Doing some investigation on the GCP logging, I've notice that there's a process called gcs-syncd
that is apparently removing the file.
Wondering if anyone has had success in this integration before and was able to generate the dbt docs from cloud composer?
{
insertId: "**********"
labels: {2}
logName: "************/logs/gcs-syncd"
receiveTimestamp: "****-**-****:**:33.621914158*"
resource: {2}
severity: "INFO"
textPayload: "Removing file:///home/airflow/gcs/dags/target/catalog.json"
timestamp: "****-**-****:**:28.220171689Z"
}
Followed by this error message:
{
insertId: "rdvl8sfx903ai0y8"
labels: {
compute.googleapis.com/resource_name: "***************"
k8s-pod/config_id: "************************"
k8s-pod/pod-template-hash: "*************"
k8s-pod/run: "airflow-worker"
}
logName: "************/logs/stderr"
receiveTimestamp: "****-**-****:**:28.921706522Z"
resource: {
labels: {6}
type: "k8s_container"
}
severity: "ERROR"
textPayload: "Removing file:///home/airflow/gcs/dags/target/catalog.json"

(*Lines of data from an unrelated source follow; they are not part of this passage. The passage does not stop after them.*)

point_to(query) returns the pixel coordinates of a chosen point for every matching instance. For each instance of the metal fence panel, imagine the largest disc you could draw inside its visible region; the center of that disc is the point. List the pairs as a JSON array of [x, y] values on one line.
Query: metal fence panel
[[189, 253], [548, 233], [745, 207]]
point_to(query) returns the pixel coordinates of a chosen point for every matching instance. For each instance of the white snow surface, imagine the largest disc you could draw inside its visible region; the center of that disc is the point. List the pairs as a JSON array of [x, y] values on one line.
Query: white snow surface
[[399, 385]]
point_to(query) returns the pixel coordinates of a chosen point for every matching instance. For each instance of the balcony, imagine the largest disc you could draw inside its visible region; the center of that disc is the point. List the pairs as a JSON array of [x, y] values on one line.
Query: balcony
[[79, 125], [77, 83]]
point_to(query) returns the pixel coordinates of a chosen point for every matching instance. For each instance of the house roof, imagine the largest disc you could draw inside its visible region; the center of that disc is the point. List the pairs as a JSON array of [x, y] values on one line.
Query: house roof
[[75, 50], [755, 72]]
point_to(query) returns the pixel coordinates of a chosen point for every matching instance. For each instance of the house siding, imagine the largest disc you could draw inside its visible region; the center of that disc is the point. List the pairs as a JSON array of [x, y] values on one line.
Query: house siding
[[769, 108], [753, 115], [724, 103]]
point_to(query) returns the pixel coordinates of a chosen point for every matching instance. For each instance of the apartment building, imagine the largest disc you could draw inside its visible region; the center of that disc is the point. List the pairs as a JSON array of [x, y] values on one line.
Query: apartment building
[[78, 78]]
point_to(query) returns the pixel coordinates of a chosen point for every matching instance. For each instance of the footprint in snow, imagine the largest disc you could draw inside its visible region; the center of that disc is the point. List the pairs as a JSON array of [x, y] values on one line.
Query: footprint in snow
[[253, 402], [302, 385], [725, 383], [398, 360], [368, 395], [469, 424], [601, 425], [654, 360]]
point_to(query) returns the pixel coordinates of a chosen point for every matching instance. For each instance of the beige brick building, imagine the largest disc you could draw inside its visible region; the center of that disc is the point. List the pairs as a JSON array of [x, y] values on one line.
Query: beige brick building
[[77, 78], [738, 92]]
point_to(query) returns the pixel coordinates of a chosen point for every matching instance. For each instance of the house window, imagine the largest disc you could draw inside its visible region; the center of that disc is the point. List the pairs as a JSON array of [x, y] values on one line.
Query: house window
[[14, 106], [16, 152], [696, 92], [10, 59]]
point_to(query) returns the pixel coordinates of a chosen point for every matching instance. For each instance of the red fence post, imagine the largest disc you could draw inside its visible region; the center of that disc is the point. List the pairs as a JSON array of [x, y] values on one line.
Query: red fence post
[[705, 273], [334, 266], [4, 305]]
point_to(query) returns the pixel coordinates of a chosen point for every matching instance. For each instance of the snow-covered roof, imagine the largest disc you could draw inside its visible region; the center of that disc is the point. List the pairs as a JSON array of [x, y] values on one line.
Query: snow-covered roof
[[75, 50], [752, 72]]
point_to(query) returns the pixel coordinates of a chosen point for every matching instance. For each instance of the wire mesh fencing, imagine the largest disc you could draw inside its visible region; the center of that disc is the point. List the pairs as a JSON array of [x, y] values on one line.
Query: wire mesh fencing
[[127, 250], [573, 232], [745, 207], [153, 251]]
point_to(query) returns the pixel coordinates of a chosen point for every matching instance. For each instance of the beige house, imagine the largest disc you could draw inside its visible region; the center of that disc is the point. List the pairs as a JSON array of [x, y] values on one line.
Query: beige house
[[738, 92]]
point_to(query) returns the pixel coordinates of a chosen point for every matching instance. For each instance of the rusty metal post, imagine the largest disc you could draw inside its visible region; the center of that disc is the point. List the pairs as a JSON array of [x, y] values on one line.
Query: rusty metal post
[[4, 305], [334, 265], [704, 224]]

timestamp: "****-**-****:**:28.220171689Z"
}
The airflow log doesn't show me any errors at all, and the process succeeds with the message:
[2021-11-14 21:08:10,601] {dbt_hook.py:130} INFO - 21:08:10 |
[2021-11-14 21:08:10,679] {dbt_hook.py:130} INFO - 21:08:10 | Done.
[2021-11-14 21:08:10,682] {dbt_hook.py:130} INFO - 21:08:10 | Building catalog
[2021-11-14 21:08:43,054] {dbt_hook.py:130} INFO - 21:08:43 | Catalog written to /home/airflow/gcs/dags/target/catalog.json
[2021-11-14 21:08:43,578] {dbt_hook.py:132} INFO - Command exited with return code 0
[2021-11-14 21:08:47,822] {taskinstance.py:1213} INFO - Marking task as SUCCESS.
Upvotes: 1
Views: 924
Reputation: 34
The problem here is that you're writing your catalog file to a location on a worker node that is mounted to the dags folder in gcs, which airflow and cloud composer manages. Per the documentation,
When you modify DAGs or plugins in the Cloud Storage bucket, Cloud Composer synchronizes the data across all the nodes in the cluster.
Cloud Composer synchronizes the dags/ and plugins/ folders uni-directionally by copying locally. Unidirectional synching means that local changes in these folders are overwritten.
The data/ and logs/ folders synchronize bi-directionally by using Cloud >Storage FUSE.
If you change the location of this file to /home/airflow/gcs/data/target/catalog.json, you should be fine as that syncs bi-directionally
Upvotes: 0